EKBIS.CO, JAKARTA -- Dalam satu hari PT Pertamina (Persero) membutuhkan 500 juta dolar AS atau sekitar Rp 6,5 triliun per hari untuk impor minyak dan bahan bakar minyak (BBM).
"Jadi pertama, kilang minyak kapasitas maksimum 850.000 barel per hari, tetapi karena kenaikan demand tadi perlu kita antisipasi kekurangan dari impor," kata Direktur Utama Pertamina, Dwi Soetjipto di Jakarta, Sabtu (20/6).
Ia menambahkan, kebutuhan dolar sebanyak itu digunakan untuk impor BBM dan minyak mentah sekitar 750 ribu barel per hari. "Kalau kebutuhan BBM nasional kan 1,6 juta barel per hari, produksi BBM dari kilang 850 ribu, jadi yang kita impor 750 ribu barel per hari," ucap Dwi.
Jelang Lebaran, kebutuhan BBM menurut Dwi akan meningkat. Artinya, Pertamina membutuhkan lebih banyak pengeluaran. "Puasa dan lebaran ini, kebutuhan premium naik 18 persen, solar 11 persen, dan avtur 10 persen. Artinya dolar naik 10-15 persen," kata Dwi.

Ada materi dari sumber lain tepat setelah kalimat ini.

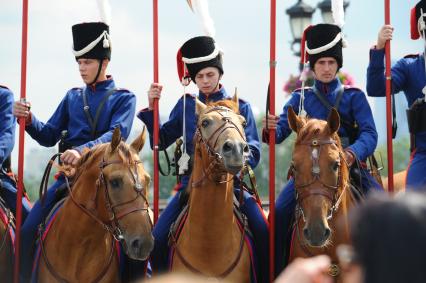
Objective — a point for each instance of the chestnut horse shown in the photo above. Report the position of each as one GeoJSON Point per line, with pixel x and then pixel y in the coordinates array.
{"type": "Point", "coordinates": [322, 189]}
{"type": "Point", "coordinates": [211, 242]}
{"type": "Point", "coordinates": [107, 203]}
{"type": "Point", "coordinates": [6, 245]}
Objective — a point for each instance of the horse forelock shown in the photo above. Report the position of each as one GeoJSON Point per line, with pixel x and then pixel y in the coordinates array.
{"type": "Point", "coordinates": [228, 103]}
{"type": "Point", "coordinates": [317, 129]}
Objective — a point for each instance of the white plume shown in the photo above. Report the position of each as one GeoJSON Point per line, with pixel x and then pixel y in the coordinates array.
{"type": "Point", "coordinates": [105, 11]}
{"type": "Point", "coordinates": [337, 7]}
{"type": "Point", "coordinates": [202, 9]}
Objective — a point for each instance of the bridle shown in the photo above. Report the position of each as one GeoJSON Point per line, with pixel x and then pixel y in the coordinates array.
{"type": "Point", "coordinates": [326, 190]}
{"type": "Point", "coordinates": [217, 159]}
{"type": "Point", "coordinates": [112, 226]}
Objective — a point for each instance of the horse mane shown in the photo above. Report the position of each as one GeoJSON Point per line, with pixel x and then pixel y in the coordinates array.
{"type": "Point", "coordinates": [93, 154]}
{"type": "Point", "coordinates": [228, 103]}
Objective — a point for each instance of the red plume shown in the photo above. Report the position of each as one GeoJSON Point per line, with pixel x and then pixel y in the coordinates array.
{"type": "Point", "coordinates": [414, 25]}
{"type": "Point", "coordinates": [303, 54]}
{"type": "Point", "coordinates": [183, 74]}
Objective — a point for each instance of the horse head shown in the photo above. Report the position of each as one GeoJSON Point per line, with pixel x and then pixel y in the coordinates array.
{"type": "Point", "coordinates": [320, 175]}
{"type": "Point", "coordinates": [120, 200]}
{"type": "Point", "coordinates": [220, 128]}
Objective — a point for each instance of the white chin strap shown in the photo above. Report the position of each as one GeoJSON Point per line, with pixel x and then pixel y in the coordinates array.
{"type": "Point", "coordinates": [106, 44]}
{"type": "Point", "coordinates": [330, 45]}
{"type": "Point", "coordinates": [209, 57]}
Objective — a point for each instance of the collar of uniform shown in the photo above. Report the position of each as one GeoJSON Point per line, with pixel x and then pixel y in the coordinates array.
{"type": "Point", "coordinates": [218, 95]}
{"type": "Point", "coordinates": [103, 85]}
{"type": "Point", "coordinates": [327, 88]}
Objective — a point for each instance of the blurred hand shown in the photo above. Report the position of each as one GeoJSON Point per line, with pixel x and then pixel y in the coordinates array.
{"type": "Point", "coordinates": [385, 34]}
{"type": "Point", "coordinates": [22, 110]}
{"type": "Point", "coordinates": [154, 92]}
{"type": "Point", "coordinates": [70, 157]}
{"type": "Point", "coordinates": [272, 122]}
{"type": "Point", "coordinates": [307, 270]}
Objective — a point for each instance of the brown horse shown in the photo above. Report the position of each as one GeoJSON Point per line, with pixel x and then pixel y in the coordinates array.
{"type": "Point", "coordinates": [211, 242]}
{"type": "Point", "coordinates": [107, 204]}
{"type": "Point", "coordinates": [322, 188]}
{"type": "Point", "coordinates": [6, 245]}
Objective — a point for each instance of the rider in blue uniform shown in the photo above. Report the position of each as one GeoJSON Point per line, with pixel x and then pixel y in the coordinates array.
{"type": "Point", "coordinates": [203, 61]}
{"type": "Point", "coordinates": [89, 115]}
{"type": "Point", "coordinates": [408, 75]}
{"type": "Point", "coordinates": [357, 129]}
{"type": "Point", "coordinates": [7, 141]}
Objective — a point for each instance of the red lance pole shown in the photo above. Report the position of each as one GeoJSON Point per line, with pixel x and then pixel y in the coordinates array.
{"type": "Point", "coordinates": [272, 64]}
{"type": "Point", "coordinates": [21, 140]}
{"type": "Point", "coordinates": [388, 102]}
{"type": "Point", "coordinates": [156, 114]}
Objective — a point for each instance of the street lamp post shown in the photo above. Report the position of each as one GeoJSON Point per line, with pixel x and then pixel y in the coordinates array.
{"type": "Point", "coordinates": [326, 13]}
{"type": "Point", "coordinates": [300, 17]}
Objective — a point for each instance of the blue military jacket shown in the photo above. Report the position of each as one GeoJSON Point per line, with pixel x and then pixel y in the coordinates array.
{"type": "Point", "coordinates": [353, 107]}
{"type": "Point", "coordinates": [7, 124]}
{"type": "Point", "coordinates": [408, 75]}
{"type": "Point", "coordinates": [118, 111]}
{"type": "Point", "coordinates": [172, 129]}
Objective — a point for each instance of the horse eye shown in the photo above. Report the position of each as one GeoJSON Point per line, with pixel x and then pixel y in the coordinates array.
{"type": "Point", "coordinates": [336, 165]}
{"type": "Point", "coordinates": [205, 123]}
{"type": "Point", "coordinates": [116, 183]}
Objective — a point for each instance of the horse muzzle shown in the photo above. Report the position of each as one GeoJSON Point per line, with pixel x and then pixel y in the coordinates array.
{"type": "Point", "coordinates": [317, 235]}
{"type": "Point", "coordinates": [234, 154]}
{"type": "Point", "coordinates": [139, 248]}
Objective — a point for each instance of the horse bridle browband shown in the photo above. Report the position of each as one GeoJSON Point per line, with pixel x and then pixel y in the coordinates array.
{"type": "Point", "coordinates": [217, 158]}
{"type": "Point", "coordinates": [113, 227]}
{"type": "Point", "coordinates": [327, 190]}
{"type": "Point", "coordinates": [206, 173]}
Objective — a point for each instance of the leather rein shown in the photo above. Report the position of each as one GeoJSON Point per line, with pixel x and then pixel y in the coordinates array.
{"type": "Point", "coordinates": [112, 226]}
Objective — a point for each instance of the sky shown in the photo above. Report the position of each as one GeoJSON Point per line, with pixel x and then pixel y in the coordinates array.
{"type": "Point", "coordinates": [242, 31]}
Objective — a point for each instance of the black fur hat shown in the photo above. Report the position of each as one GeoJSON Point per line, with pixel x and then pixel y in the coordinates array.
{"type": "Point", "coordinates": [91, 41]}
{"type": "Point", "coordinates": [201, 52]}
{"type": "Point", "coordinates": [324, 40]}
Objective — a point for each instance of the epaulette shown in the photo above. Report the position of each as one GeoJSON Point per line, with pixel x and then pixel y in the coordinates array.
{"type": "Point", "coordinates": [122, 89]}
{"type": "Point", "coordinates": [242, 100]}
{"type": "Point", "coordinates": [347, 87]}
{"type": "Point", "coordinates": [412, 55]}
{"type": "Point", "coordinates": [189, 95]}
{"type": "Point", "coordinates": [300, 89]}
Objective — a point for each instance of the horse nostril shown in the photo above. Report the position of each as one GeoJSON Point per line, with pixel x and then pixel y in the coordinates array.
{"type": "Point", "coordinates": [227, 146]}
{"type": "Point", "coordinates": [136, 244]}
{"type": "Point", "coordinates": [306, 233]}
{"type": "Point", "coordinates": [246, 148]}
{"type": "Point", "coordinates": [327, 233]}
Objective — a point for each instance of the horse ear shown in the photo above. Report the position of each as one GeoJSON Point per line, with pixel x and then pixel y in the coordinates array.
{"type": "Point", "coordinates": [199, 107]}
{"type": "Point", "coordinates": [139, 142]}
{"type": "Point", "coordinates": [294, 121]}
{"type": "Point", "coordinates": [333, 121]}
{"type": "Point", "coordinates": [116, 139]}
{"type": "Point", "coordinates": [236, 100]}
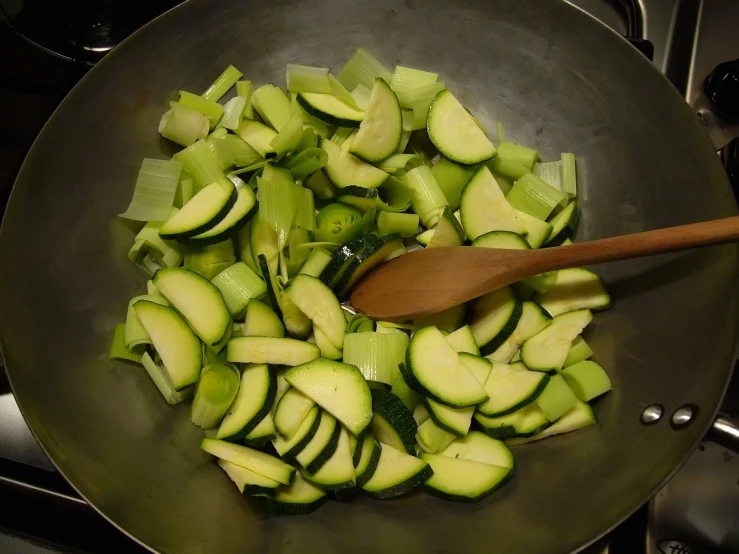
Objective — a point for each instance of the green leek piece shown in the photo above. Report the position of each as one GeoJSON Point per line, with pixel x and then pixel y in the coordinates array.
{"type": "Point", "coordinates": [404, 224]}
{"type": "Point", "coordinates": [154, 193]}
{"type": "Point", "coordinates": [200, 161]}
{"type": "Point", "coordinates": [183, 125]}
{"type": "Point", "coordinates": [303, 78]}
{"type": "Point", "coordinates": [272, 106]}
{"type": "Point", "coordinates": [159, 375]}
{"type": "Point", "coordinates": [428, 200]}
{"type": "Point", "coordinates": [239, 284]}
{"type": "Point", "coordinates": [377, 355]}
{"type": "Point", "coordinates": [213, 111]}
{"type": "Point", "coordinates": [535, 196]}
{"type": "Point", "coordinates": [362, 69]}
{"type": "Point", "coordinates": [119, 350]}
{"type": "Point", "coordinates": [220, 86]}
{"type": "Point", "coordinates": [518, 153]}
{"type": "Point", "coordinates": [452, 178]}
{"type": "Point", "coordinates": [209, 261]}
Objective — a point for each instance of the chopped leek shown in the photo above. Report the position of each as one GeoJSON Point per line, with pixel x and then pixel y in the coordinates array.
{"type": "Point", "coordinates": [405, 224]}
{"type": "Point", "coordinates": [153, 195]}
{"type": "Point", "coordinates": [213, 111]}
{"type": "Point", "coordinates": [238, 284]}
{"type": "Point", "coordinates": [220, 86]}
{"type": "Point", "coordinates": [183, 125]}
{"type": "Point", "coordinates": [119, 350]}
{"type": "Point", "coordinates": [377, 355]}
{"type": "Point", "coordinates": [535, 197]}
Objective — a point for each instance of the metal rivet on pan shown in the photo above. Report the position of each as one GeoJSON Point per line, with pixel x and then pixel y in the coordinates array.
{"type": "Point", "coordinates": [652, 414]}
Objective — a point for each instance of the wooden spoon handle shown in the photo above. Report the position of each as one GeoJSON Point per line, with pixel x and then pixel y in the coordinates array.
{"type": "Point", "coordinates": [637, 245]}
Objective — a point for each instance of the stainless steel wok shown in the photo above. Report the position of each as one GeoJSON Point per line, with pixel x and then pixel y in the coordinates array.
{"type": "Point", "coordinates": [557, 79]}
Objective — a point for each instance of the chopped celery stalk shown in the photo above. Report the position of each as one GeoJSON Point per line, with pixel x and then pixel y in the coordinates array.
{"type": "Point", "coordinates": [362, 69]}
{"type": "Point", "coordinates": [317, 261]}
{"type": "Point", "coordinates": [233, 151]}
{"type": "Point", "coordinates": [183, 125]}
{"type": "Point", "coordinates": [214, 394]}
{"type": "Point", "coordinates": [277, 207]}
{"type": "Point", "coordinates": [535, 197]}
{"type": "Point", "coordinates": [220, 86]}
{"type": "Point", "coordinates": [289, 137]}
{"type": "Point", "coordinates": [213, 111]}
{"type": "Point", "coordinates": [377, 355]}
{"type": "Point", "coordinates": [209, 261]}
{"type": "Point", "coordinates": [569, 175]}
{"type": "Point", "coordinates": [405, 224]}
{"type": "Point", "coordinates": [119, 350]}
{"type": "Point", "coordinates": [272, 105]}
{"type": "Point", "coordinates": [200, 161]}
{"type": "Point", "coordinates": [307, 162]}
{"type": "Point", "coordinates": [233, 112]}
{"type": "Point", "coordinates": [239, 284]}
{"type": "Point", "coordinates": [428, 200]}
{"type": "Point", "coordinates": [303, 78]}
{"type": "Point", "coordinates": [516, 152]}
{"type": "Point", "coordinates": [153, 195]}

Direktur Task Force Program Pendalaman Pasar Keuangan BI Nanang Hendarsah mengatakan, pasokan valas yang ada sudah bisa memenuhi kebutuhan dolar AS Pertamina. Saat ini, rata-rata permintaan dolar AS Pertamina di pasar spot mencapai 150 juta dolar AS per hari.
"Wah tidak sebesar itu (500 juta dolar AS). Pertamina masuk ke spot sekitar 100-150 juta dolar AS per hari. Dengan isi tanda tangannya kesepakatan hedging dengan tiga Bank BUMN (Forex Line) mudah-mudahan sebagian kecil sudah masuk ke transaksiforward," kata Nanang menjelaskan.
Nanang menjelaskan, kebutuhan dolar AS Pertamina termasuk besar. Namun, sejauh ini sudah dapat dipenuhi dari supply valas dari eksportir dan capital inflows. Dia menyebutkan, rata-rata pasokan valas dari domestik mencapai 22 miliar dolar AS per bulan, permintaan valas dari domestik 23,7 miliar dolar AS per bulan. Ekses demand sekitar 1,7 miliar dolar AS dipenuhi atau dipasok dari capital inflows.
Karenanya, kata dia, penting untuk menjaga sustainabilitas capital inflows karena akan memenuhi ekses demand valas domestik.Saat ini, supply valas yang bersumber daricapital inflows mencapai 1,4 miliar dolar AS per bulan. Inflows tersebut sebagian besar ke Surat Berharga Negara dan saham.
"Oleh karena itu, penting sekali untuk menjaga kepercayaan investor asing, karena mereka yang men-supply valas di domestik. Namun, investor asing ini peka terhadap terjadinya 'risk on dan risk off' di pasar keuangan global, sehingga sering berpengaruh ke pasar keuangan kita," jelas Nanang.
Namun, kata dia, sepanjang investor asing memiliki kepercayaan yang tinggi terhadap kualitas pengelolaan kebijakan makro (moneter dan fiskal) Indonesia, investor asing terutama yang jangka panjang atau sering disebut 'real money investors' akan tetap bertahan di Indonesia.
"Sangat penting untuk menempuh kebijakan moneter yang prudent dan konsisten. Inkosistensi dalam kebijakan moneter akan menurunkan kepercayaan asing. Dalam konteks ini BI sudah menunjukkan kebijakan moneter yang konsisten dan prudent," imbuhnya.